One way to solve this problem, is to let the leader returns pc_index after this pc_index log is committed if pc_index is greater than the commit index. pc_index indicates the index of proposed prewrite of Parallel-Commit transactions. This is easy to implement, but increases the latency of follower read, since the follower needs to wait for applying more logs before it's permitted to read.

Another approach is to let the leader returns both commit_index and pc_index for ReadIndex, and the follower needs to construct a in-memory lock for received-but-not-yet-committed prewrites, and reads are permitted when the leader's commit_index is applied and, additionally, all logs before pc_index has been received. Then the read should be blocked if it tries to read keys that has been locked by the in-memory lock we just mentioned. Note that Raft learners also need to do this. If we choose this approach, TiFlash might be exclusive with parallel commit before we support this mechanism on it.

Another solution is ReadIndex carries read_ts and key range and treat it as normal read operations.

Non-Globally-Unique CommitTS

Currently in write CF, we use encode(user_key)+commit_ts as the key to write in RocksDB. When a key is rolled back, it doesn't has a commit_ts, so its commit_ts will be simply set to start_ts. This is ok as long as the commit_ts is a globally-unique timestamp like start_ts of transactions. However, things are different when we start to calculate commit_ts rather than using a TSO as the commit_ts. The keys of rollbacks and commits in write CF may collide, but usually we need to keep both.

We have multiple ways to solve the problem (See globally-non-unique-timestamps.md). Currently our preferred solution is the Solution 3 in that document: adding Rollback flag to Write records. When a Commit record and a Rollback record collides, we write the Commit record with a has_rollback flag to mark there is an overwritten rollback.
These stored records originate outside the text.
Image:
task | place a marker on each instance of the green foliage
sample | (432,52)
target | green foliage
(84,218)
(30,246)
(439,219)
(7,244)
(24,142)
The drawback is that in this way CDC will be affected. We need to distinguish the two cases:

  • Rollback flag is appended to a existed commit record
  • Commit Record replaced a Rollback record and sets Rollback flag of itself.

So that CDC module can know whether it need to perform a Commit action or a Rollback action.

Affects to CDC

Implementing Parallel Commit will introduce some affects to CDC.

CommitTS issue

As we mentioned in the last section, implementing Rollback Flag to enable non-globally-unique CommitTS will affect CDC. We've discussed in the last section so we don't repeat here.

Restrictions between max_read_ts and resolved_ts

When calculating max_read_ts, the resolved_ts of CDC must be also considered. Also, ongoing prewrites should block resolved_ts from advancing. The design to achieve this may be not easy, since CDC is a side module in TiKV that references main module of TiKV, rather than TiKV referencing CDC module.

TODO: This issue is still to be discussed.

Affects to tidb-binlog

Since we must support calculating CommitTS to implement Parallel Commit, which seems to be totally not capable for tidb-binlog to support. If one want to use tidb-binlog, the only way is to disable Parallel Commit (and other optimizations that needs CommitTS calculation we do in the future), otherwise consider use CDC instead of tidb-binlog.

Affects to backup & restore

If the maximum commit ts in the existing backup is T. An incremental backup dumps data with commit ts in (T, +inf).

It is possible that a transaction commits with T after the previous backup. But the next incremental backup skips it.

Note: If we are using max_read_ts + 1 to commit instead of max_ts + 1, it's even possible that the commit ts is small than T, which is more troublesome.

Schema Version Checking

The existing 2pc process checks the schema version before issue the final commit command, if we do parallel commit, we don't have a chance to check the schema version. If it has changed, we may break the index/row consistency.

TODO: This issue is still to be discussed.